The next section of results measures latency at a fixed input throughput of 10.0fps, as indicated by the section header. In this case, MEAN_PLAYBACK_FRAME_RATE = 10.2 fps indicates that the true input throughput achieved during the test was close but not exactly equal to the nominal value. The MEAN_JITTER = 115 ms and MAX_JITTER = 251 ms indicate the mean and max jitter, respectively. The value MEAN_FRAME_RATE = 6.12 fps indicates that the output throughput of the graph was significantly slower than the input throughput; this corroborates the previous section's conclusion that the max sustainable frame rate is about ~6.09fps. This iteration of the test was run for RECEIVED_DURATION = 4900 ms with NUM_MISSED_FRAMES = 20 frames dropped somewhere in the rclcpp transport process.

Latency tests are often run at the processing rate for the graph under test. The playback rate can be tied to the sensor input rate; many LIDARs run at 10Hz, while cameras may run at 30fps or 60fps.

If desired, additional fixed playback rates can be specified to calculate additional latency measurements at multiple processing rates.

{
  "10.0fps": {
    "BasicPerformanceMetrics.RECEIVED_DURATION": 4900,
    "BasicPerformanceMetrics.MEAN_PLAYBACK_FRAME_RATE": 10.204081632653061,
    "BasicPerformanceMetrics.MEAN_FRAME_RATE": 6.122448979591836,
    "BasicPerformanceMetrics.NUM_MISSED_FRAMES": 20,
    "BasicPerformanceMetrics.NUM_FRAMES_SENT": 50,
    "BasicPerformanceMetrics.FIRST_SENT_RECEIVED_LATENCY": 23,
    "BasicPerformanceMetrics.LAST_SENT_RECEIVED_LATENCY": 23,
    "BasicPerformanceMetrics.MAX_JITTER": 251.0,
    "BasicPerformanceMetrics.MIN_JITTER": 2.0,
    "BasicPerformanceMetrics.MEAN_JITTER": 115.64285714285714,
    "BasicPerformanceMetrics.STD_DEV_JITTER": 58.463183949824526,
    "CPUProfilingMetrics.MAX_CPU_UTIL": 7.855555555555556,
    "CPUProfilingMetrics.MIN_CPU_UTIL": 0.16666666666666666,
    "CPUProfilingMetrics.MEAN_CPU_UTIL": 5.264444444444445,
    "CPUProfilingMetrics.STD_DEV_CPU_UTIL": 2.9738969321351676,
    "CPUProfilingMetrics.BASELINE_CPU_UTIL": 7.805555555555555,
  }
}

Finally, the metadata provided at the end of the JSON file contains system and file information to provide a transparent and reproducible record of how the benchmark results were obtained. BenchmarkMetadata.CONFIG contains a copy of the configuration file YAML as a string. This configuration can be used to run a benchmark with identical parameters to those from the results file.

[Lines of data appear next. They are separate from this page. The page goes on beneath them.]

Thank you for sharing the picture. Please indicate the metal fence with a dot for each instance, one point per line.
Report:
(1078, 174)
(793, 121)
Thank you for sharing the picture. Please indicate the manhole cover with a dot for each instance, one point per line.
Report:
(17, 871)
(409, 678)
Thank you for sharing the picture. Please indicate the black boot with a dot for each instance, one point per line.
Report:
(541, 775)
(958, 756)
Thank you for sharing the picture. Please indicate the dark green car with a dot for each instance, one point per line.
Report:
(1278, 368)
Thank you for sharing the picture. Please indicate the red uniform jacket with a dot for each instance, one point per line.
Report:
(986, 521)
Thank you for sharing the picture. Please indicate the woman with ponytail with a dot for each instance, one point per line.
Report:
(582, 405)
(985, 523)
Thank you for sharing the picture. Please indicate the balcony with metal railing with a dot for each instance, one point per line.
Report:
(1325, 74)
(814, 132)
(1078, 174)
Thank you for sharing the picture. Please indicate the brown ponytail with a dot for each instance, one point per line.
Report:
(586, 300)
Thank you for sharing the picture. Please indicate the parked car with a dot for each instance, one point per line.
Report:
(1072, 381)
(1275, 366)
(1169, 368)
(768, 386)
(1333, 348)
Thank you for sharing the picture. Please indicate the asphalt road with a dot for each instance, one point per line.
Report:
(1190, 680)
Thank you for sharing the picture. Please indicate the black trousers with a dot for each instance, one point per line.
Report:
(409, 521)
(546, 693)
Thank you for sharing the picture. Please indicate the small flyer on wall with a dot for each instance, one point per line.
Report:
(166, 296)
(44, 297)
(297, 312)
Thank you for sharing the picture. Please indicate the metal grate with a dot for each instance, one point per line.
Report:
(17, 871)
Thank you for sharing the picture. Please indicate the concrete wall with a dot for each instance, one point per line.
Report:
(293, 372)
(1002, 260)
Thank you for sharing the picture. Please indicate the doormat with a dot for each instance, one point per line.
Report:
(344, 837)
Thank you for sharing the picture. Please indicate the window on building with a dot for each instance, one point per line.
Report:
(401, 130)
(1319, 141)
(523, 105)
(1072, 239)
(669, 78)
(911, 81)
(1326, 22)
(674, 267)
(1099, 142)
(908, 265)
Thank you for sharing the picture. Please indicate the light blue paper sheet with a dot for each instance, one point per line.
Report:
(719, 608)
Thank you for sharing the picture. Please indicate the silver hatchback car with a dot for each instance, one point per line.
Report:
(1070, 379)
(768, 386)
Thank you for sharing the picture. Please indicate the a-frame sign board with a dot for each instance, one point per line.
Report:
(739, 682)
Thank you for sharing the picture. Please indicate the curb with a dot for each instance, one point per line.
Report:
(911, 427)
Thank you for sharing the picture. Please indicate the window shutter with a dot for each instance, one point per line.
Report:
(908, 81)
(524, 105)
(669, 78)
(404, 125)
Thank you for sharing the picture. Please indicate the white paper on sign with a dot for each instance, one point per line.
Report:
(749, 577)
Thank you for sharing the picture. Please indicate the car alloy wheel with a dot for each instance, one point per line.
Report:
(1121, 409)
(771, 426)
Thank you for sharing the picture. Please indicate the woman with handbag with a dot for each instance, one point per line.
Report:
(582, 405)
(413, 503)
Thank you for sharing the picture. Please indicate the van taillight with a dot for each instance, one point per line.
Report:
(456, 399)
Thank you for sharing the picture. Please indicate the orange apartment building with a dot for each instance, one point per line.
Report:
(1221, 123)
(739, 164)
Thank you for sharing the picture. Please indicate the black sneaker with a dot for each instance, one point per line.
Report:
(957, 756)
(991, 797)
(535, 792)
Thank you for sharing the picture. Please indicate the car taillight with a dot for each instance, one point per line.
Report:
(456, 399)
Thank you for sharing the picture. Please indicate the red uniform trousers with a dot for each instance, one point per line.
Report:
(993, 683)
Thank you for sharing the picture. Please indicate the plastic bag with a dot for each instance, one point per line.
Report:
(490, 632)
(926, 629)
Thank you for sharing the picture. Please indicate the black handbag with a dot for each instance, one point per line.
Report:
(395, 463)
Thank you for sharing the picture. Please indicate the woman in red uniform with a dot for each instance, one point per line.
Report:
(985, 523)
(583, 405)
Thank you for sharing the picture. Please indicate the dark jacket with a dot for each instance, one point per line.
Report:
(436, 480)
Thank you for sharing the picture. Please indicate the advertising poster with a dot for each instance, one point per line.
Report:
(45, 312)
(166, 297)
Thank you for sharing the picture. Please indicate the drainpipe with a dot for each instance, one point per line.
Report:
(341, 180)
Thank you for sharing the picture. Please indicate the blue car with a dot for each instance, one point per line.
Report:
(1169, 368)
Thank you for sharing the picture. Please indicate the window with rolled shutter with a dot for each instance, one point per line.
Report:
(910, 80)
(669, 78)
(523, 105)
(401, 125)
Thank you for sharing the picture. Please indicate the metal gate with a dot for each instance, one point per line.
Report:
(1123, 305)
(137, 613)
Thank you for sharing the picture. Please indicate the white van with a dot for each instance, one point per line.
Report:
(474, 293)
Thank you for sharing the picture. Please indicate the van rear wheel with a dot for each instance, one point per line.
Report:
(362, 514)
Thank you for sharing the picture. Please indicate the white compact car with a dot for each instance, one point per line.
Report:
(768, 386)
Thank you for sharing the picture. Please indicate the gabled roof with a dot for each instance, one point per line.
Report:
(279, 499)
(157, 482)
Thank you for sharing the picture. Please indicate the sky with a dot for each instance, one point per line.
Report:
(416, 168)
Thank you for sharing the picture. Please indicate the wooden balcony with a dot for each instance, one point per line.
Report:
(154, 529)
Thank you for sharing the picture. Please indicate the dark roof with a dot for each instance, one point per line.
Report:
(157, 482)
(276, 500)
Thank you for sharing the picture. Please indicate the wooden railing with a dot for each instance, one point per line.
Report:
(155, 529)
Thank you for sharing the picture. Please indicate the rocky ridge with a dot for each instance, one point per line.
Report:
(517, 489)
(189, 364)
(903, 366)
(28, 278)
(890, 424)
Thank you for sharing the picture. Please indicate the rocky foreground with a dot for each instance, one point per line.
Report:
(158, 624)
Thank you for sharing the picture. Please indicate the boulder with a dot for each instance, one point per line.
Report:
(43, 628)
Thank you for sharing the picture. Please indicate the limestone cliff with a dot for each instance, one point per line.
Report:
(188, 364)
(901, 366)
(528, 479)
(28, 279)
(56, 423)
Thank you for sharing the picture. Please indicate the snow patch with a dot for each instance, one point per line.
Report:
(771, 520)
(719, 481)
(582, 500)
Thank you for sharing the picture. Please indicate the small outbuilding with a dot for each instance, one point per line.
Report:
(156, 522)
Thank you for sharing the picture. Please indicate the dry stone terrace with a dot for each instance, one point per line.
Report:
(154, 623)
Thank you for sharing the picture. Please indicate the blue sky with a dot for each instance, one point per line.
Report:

The name and checksum of the dataset used for the benchmark are also provided, ensuring that the same dataset has been used when comparing or reproducing independent results.

{
  "metadata": {
    "BenchmarkMetadata.NAME": "reference AprilTagNode benchmark",
    "BenchmarkMetadata.TEST_FILE_PATH": "/workspaces/ros-dev/src/ros2_benchmark/scripts/reference_apriltag_node_test.py",
    "BenchmarkMetadata.TEST_DATETIME": "2023-03-15T22:07:43Z",
    "BenchmarkMetadata.DEVICE_HOSTNAME": "neuromancer",
    "BenchmarkMetadata.DEVICE_ARCH": "x86_64",
    "BenchmarkMetadata.DEVICE_OS": "Linux 5.10.102.1-microsoft-standard-WSL2 #1 SMP Wed Mar 2 00:30:59 UTC 2022",
    "BenchmarkMetadata.BENCHMARK_MODE": 1,
    "BenchmarkMetadata.PEAK_THROUGHPUT_PREDICTION": 10.0,
    "BenchmarkMetadata.INPUT_DATA_PATH": "assets/r2b_storage/r2b_storage.db3",
    "BenchmarkMetadata.INPUT_DATA_HASH": "b7e276d5105397dfb19a6f2c6db7672f",
    "BenchmarkMetadata.CONFIG": [copy of input config as stringified YAML]
  }
}

Note: The peak throughput of this sample run was capped at 10fps by the input configuation setting "BenchmarkMetadata.PEAK_THROUGHPUT_PREDICTION": 10.0.

Creating Custom Benchmark

Benchmark your own graphs using ros2_benchmark framework by creating custom benchmark scripts from the minimum template shown below:

from launch_ros.actions import ComposableNodeContainer
from launch_ros.descriptions import ComposableNode

from ros2_benchmark import ImageResolution
from ros2_benchmark import ROS2BenchmarkConfig, ROS2BenchmarkTest

def launch_setup(container_prefix, container_sigterm_timeout):
    """Graph setup for benchmarking your custom graph."""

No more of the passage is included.